In December 2008, after closely reviewing recommendations from states and tribes along with public comments, EPA identified attainment and nonattainment areas based on air quality monitoring data from 2005 through 2007. The December 2008 designations were never published in the Federal Register and have been under review. Because the 2008 air quality data is the most recent, EPA used this data to make final designations.

Using the 2006 to 2008 data, 91 U.S. counties that were identified as nonattainment in December 2008 are now meeting the standards. The new data also showed that four new counties in three states are violating the daily PM 2.5 standards, the annual PM 2.5 standards, or both. EPA will work with these four counties to evaluate air monitoring data and other factors to make final designations by early 2010.

Nonattainment areas include counties with monitors showing violations of the standards and the nearby areas that also contribute to that violation. Affected states and tribes will be required to take steps to reduce the pollution that forms fine particles. The majority of U.S. counties and tribal lands are meeting these standards, but will need to continue working to maintain clean air.

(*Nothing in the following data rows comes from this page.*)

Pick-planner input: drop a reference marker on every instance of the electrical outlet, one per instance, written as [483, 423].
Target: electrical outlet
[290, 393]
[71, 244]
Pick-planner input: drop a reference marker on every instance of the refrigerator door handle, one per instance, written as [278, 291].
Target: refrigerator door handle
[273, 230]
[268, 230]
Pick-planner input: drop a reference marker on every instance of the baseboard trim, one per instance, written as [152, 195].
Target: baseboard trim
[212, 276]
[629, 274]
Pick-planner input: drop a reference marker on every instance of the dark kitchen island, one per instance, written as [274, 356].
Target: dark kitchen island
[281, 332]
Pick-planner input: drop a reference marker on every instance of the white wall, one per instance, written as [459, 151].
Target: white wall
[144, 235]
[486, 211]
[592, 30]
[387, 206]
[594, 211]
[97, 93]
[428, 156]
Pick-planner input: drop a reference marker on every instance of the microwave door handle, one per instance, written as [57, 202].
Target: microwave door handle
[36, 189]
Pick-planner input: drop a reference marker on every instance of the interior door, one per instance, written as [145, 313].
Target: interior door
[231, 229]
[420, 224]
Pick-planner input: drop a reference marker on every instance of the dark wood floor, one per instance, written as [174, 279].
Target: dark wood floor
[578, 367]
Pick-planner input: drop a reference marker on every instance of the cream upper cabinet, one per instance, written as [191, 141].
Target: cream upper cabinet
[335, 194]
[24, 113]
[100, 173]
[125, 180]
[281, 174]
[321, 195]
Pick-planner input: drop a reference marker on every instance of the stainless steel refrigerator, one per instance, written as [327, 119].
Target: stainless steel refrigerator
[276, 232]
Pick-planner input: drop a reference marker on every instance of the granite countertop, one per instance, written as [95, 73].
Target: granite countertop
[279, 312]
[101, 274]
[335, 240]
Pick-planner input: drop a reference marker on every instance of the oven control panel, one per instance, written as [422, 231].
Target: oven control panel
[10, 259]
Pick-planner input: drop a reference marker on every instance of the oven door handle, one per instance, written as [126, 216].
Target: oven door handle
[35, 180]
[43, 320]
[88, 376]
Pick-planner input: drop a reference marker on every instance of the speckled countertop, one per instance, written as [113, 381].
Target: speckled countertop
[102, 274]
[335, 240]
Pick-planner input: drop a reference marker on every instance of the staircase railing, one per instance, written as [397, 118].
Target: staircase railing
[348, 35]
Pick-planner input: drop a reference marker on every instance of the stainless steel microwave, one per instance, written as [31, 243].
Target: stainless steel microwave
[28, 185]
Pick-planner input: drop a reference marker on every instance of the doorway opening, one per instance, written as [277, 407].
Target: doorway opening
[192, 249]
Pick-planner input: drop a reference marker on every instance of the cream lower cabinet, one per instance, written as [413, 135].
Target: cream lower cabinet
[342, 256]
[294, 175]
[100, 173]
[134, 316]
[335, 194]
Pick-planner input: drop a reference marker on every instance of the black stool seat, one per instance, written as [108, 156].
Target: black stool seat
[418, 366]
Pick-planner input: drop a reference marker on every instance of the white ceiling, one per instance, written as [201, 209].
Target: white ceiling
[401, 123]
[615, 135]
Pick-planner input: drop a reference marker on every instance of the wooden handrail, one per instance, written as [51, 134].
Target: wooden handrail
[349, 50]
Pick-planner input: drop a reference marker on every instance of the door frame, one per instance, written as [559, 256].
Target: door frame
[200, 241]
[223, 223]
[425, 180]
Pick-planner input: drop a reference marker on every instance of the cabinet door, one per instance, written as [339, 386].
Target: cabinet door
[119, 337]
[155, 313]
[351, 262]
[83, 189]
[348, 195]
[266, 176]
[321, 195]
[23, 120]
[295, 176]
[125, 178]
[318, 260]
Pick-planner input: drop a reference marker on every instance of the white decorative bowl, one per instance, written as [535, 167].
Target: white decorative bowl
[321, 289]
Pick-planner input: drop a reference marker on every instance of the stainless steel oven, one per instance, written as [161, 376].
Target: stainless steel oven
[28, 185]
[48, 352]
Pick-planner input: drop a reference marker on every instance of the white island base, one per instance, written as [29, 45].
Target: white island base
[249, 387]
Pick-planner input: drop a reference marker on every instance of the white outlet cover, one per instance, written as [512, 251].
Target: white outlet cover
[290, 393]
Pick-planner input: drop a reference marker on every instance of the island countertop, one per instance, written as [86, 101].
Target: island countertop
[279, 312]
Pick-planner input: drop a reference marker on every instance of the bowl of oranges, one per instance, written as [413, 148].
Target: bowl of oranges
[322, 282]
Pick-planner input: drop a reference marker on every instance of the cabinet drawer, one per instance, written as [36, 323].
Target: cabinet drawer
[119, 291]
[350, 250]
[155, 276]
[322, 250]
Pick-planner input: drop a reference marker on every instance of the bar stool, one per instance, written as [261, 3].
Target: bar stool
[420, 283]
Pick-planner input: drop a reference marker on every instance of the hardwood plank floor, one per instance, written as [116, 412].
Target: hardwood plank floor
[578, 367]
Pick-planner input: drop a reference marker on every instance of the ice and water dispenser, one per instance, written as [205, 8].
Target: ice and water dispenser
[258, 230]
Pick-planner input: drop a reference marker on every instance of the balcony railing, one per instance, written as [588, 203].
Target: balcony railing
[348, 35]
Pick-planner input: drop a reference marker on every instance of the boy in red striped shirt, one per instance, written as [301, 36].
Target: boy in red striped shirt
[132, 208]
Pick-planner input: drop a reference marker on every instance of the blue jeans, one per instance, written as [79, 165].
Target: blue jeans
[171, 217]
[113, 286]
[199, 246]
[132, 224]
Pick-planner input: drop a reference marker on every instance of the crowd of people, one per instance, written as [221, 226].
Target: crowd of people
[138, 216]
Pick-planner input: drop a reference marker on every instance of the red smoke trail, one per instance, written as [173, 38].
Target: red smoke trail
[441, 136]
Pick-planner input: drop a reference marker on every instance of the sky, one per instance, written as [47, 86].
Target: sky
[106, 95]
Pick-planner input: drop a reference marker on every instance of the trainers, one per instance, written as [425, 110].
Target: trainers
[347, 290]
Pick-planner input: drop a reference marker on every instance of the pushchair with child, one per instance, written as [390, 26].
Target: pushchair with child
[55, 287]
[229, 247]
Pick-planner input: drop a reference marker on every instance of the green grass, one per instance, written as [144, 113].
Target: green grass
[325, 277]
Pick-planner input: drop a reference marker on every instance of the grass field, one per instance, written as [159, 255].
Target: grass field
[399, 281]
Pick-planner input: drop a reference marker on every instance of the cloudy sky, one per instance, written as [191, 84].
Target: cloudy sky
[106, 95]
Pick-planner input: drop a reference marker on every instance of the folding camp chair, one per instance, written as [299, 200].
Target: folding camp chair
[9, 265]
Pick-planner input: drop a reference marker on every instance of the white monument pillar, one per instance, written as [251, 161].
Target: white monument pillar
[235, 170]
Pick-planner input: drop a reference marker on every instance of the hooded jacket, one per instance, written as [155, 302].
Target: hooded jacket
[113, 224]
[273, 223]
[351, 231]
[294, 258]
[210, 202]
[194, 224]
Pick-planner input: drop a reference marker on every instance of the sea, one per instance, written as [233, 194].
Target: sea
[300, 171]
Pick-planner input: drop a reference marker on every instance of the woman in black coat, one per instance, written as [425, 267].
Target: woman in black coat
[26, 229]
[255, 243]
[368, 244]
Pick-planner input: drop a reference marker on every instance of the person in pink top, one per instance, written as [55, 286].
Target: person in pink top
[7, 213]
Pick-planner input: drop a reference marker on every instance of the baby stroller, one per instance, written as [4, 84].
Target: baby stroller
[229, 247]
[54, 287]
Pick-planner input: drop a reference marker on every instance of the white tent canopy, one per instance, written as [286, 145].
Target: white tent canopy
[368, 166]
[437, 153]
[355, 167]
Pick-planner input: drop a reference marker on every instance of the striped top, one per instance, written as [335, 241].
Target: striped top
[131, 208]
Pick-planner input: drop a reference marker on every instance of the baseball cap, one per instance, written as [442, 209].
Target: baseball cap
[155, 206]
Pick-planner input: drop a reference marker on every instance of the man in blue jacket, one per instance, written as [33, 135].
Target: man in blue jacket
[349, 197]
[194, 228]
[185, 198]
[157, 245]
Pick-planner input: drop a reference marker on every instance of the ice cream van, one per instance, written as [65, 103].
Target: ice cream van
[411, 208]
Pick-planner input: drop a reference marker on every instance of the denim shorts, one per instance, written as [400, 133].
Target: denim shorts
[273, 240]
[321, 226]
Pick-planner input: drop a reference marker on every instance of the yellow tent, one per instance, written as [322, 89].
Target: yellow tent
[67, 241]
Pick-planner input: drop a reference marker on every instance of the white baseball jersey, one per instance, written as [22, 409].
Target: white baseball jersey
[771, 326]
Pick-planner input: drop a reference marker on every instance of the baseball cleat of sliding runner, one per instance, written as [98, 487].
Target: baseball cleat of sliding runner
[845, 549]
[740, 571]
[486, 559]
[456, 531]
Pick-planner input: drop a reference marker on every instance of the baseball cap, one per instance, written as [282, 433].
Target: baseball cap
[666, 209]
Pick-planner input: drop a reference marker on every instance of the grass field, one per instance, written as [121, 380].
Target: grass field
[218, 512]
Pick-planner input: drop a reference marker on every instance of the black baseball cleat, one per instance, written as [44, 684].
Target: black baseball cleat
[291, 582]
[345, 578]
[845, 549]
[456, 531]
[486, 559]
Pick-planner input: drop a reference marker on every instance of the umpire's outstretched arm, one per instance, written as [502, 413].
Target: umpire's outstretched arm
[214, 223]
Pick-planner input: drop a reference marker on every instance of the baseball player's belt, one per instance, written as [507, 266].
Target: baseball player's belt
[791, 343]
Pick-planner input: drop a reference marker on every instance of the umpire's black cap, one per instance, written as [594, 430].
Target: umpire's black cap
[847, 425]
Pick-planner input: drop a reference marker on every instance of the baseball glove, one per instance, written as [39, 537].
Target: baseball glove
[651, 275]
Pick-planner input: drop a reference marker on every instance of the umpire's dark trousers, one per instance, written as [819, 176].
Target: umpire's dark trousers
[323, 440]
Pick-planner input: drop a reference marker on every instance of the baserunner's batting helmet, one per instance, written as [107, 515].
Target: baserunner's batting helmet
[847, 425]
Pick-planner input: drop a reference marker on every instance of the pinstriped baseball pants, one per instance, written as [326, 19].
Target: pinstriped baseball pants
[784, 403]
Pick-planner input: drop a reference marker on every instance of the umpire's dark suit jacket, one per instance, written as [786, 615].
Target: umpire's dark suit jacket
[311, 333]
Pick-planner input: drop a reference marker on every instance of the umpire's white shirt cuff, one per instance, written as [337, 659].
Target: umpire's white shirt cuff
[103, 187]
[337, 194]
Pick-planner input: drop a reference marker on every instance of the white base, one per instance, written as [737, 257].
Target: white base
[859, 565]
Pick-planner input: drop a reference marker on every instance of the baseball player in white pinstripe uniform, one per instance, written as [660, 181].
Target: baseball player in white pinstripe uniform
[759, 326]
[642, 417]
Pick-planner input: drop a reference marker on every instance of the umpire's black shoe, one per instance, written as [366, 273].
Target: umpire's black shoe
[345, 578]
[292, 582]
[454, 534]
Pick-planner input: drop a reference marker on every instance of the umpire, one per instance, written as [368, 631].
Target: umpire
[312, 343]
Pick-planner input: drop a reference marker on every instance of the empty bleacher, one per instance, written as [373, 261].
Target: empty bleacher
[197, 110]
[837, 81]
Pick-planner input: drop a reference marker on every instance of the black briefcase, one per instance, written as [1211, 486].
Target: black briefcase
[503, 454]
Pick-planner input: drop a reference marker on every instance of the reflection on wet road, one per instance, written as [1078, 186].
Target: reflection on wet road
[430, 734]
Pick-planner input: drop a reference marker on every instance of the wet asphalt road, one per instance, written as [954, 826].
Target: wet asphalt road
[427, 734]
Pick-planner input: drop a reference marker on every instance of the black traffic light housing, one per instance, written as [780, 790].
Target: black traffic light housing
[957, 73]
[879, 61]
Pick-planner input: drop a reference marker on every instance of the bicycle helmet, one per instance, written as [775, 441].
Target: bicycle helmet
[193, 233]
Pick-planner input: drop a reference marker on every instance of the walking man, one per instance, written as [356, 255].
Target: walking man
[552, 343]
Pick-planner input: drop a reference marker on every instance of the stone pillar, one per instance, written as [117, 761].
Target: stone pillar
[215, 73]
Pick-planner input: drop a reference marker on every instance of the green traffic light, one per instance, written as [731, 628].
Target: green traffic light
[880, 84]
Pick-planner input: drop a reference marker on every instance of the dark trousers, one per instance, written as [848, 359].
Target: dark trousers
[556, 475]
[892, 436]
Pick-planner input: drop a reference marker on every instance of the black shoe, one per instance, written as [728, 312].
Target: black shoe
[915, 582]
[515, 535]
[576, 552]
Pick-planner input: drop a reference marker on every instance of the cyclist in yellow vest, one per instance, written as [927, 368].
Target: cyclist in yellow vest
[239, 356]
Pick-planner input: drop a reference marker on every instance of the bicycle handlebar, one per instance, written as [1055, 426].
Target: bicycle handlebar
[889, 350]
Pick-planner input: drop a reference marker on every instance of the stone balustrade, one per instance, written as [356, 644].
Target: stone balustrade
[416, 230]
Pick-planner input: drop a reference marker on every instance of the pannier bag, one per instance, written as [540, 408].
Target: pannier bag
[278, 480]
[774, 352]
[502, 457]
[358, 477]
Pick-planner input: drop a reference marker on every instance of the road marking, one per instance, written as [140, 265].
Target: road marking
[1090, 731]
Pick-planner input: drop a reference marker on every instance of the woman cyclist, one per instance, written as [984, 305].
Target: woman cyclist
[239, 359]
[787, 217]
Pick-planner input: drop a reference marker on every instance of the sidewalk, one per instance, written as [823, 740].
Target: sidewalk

In 2006, EPA strengthened the 24-hour fine particle standards from 65 micrograms per cubic meter to 35 micrograms per cubic meter of air to protect public health. Nationwide, monitored levels of fine particle pollution fell 19 percent from 2000 to 2008. Fine particles can either be emitted directly from power plants, factories, and motor vehicles, particularly diesel trucks and buses, or they can form in the atmosphere from reactions of sulfur dioxide and nitrogen oxides.